[GitHub] [airflow] potiuk commented on pull request #30672: Parallelize Helm tests with multiple job runners

via GitHub Sun, 16 Apr 2023 15:46:08 -0700


potiuk commented on PR #30672:
URL: https://github.com/apache/airflow/pull/30672#issuecomment-1510508451

Ok. Not sure if you know what you've asked for, but well. you did
@hussein-awala :).

> I have a concern regarding the use of a lot of parallelism in our
workflows. While it can greatly enhance our development speed, there is a
possibility that a few number of PRs could occupy all the runners, potentially
delaying the progress of other PRs. It would be beneficial to have some kind of
configurations in place to prevent this from happening, such as limiting the
number of runners a single PR can use. This would help ensure that all PRs have
access to the necessary resources and can be processed efficiently.

Looking at the available metrics I don't think we need to do anything about
it. I am regularly checking those that we have (see below) and every time I see
an optimisation opportunity, I do implement it, however I would love someone
else to take a deep dive and understand our system and improve it. So if you
would like to join me - I am all ears, and happy to share everything about it.
I think it would be best if you try to understand how our system works in
detail, and then we could discuss some ways how things can be improved. If you
would have some ideas (after getting the grasp of it) how to improce it and
what it might take, I would love to see it.

The "noisy-neighbour" issue has been on-going debate for the Apache Software
Foundation and Airflow for years now and it used to be very bad at times, but
with a lot of our effort, helping others to optimise their jobs and especially
with GitHub providing more public runners and us having sponsored self-hosted
runners, the issue is non-existing currently IMHO.

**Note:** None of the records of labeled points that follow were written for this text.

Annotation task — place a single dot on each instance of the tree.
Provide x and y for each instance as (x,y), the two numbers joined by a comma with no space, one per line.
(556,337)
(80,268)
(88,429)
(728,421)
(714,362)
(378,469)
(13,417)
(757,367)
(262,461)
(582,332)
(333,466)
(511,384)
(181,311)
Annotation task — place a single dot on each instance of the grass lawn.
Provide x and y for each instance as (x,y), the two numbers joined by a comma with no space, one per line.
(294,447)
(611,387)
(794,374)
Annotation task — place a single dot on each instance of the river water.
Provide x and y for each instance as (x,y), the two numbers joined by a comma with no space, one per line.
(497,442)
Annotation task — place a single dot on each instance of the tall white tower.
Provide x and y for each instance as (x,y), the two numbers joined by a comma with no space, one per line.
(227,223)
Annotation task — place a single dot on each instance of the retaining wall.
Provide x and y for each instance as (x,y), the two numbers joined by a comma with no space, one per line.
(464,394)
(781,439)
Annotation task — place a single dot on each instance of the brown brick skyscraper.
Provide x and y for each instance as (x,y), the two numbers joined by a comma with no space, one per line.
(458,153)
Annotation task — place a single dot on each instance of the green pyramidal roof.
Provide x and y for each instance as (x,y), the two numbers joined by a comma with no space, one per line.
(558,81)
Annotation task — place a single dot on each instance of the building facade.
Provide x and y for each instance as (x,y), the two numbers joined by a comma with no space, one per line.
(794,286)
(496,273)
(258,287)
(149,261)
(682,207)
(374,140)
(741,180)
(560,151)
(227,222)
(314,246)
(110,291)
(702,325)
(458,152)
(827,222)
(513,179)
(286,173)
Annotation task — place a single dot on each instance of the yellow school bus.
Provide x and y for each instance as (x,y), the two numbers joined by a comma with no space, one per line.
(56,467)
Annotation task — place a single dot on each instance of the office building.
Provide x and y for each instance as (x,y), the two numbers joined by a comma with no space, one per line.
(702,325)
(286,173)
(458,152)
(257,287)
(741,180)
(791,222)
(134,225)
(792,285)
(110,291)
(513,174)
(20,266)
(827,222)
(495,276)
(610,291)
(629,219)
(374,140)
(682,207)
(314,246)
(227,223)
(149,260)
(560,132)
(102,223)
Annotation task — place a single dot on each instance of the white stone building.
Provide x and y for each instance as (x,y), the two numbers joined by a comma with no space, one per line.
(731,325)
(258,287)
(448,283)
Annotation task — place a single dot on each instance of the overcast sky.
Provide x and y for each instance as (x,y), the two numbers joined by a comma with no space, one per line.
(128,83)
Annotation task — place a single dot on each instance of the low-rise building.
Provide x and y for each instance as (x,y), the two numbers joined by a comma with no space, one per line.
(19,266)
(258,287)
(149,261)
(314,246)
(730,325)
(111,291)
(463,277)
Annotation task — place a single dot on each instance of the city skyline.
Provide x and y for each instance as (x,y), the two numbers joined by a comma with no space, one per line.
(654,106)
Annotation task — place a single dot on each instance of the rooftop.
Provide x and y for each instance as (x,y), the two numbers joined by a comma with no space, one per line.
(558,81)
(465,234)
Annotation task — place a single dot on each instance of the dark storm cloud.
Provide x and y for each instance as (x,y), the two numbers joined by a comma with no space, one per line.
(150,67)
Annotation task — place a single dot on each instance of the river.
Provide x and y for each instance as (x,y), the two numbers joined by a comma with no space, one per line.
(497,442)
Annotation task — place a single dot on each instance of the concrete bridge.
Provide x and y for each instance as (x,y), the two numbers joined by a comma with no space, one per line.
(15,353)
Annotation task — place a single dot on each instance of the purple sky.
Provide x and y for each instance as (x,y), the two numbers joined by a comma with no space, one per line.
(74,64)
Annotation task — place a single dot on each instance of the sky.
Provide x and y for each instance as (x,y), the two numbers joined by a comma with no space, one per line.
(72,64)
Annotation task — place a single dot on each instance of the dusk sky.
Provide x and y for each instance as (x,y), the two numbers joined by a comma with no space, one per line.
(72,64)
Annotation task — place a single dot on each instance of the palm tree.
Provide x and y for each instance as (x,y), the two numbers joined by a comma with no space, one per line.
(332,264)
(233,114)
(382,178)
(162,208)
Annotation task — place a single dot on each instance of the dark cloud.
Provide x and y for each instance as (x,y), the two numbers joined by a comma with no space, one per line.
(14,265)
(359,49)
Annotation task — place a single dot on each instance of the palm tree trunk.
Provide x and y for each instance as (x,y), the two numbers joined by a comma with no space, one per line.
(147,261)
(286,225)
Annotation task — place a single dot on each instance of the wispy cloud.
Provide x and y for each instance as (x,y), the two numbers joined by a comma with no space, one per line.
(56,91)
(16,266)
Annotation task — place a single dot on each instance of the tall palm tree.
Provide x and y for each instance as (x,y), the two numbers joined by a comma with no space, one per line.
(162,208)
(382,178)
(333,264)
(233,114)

Just for the context: all non-committers use public runners (except image
building), all our public runners run in a shared pool of 900 jobs that the ASF
shares between all of theor ASF projects - there are ~ 700 projects in the ASF
using GitHub Actions) and for Airlfow (we have self-hosted runners in an
auto-scaling group of up to 35 runners (8CPU , 64 GB) that can be scaled
on-demand - we run them all on AWS provided credits and if needed, sponsored by
Astronomer, when the credits run out).

Here is one of the charts that shows how many projects are there for the
ASF, using GitHub Actions:

For the ASF metrics and solving "noisy-neighbour" problems were up for about
3 years now and I doubt we can solve it quickly. though if you have some ideas,
I am all ears. We've been discussing similar subject at lengths (I will post
some resources) and if you can add something to the discussion (after reading
that and getting the context, it would be great). Adding some metrics that
could give us more value would be great.

Also we have a big change to do - convert our ci-infra (developed initially
by @ashb based on some AWS components - Dynamo DB, AutoScaling Groups and few
others to Kuberentes - since the time we had to implement our own custom
solution, there are a few (even supported by GitHub) ways how to deploy it on
Kubernetes, and we have a promise also from Google to get free credits on thoir
cloud if wa mange to do it as standard Kubernetes deployment, which woudl
increase our CI capacity greatly.

The infrastructure of ours for the auto-scaling is in
https://github.com/apache/airflow-ci-infra (I am happy to guide your way -
it's not super-documented, but pretty "up-to-date" and code describes what we
do pretty well.

Note - I am not going to discourage you quite the opposite - I'd love to get
a helping hand that would start understanding and contributing to our system.
So I will add some pointers so that you can take a look and see.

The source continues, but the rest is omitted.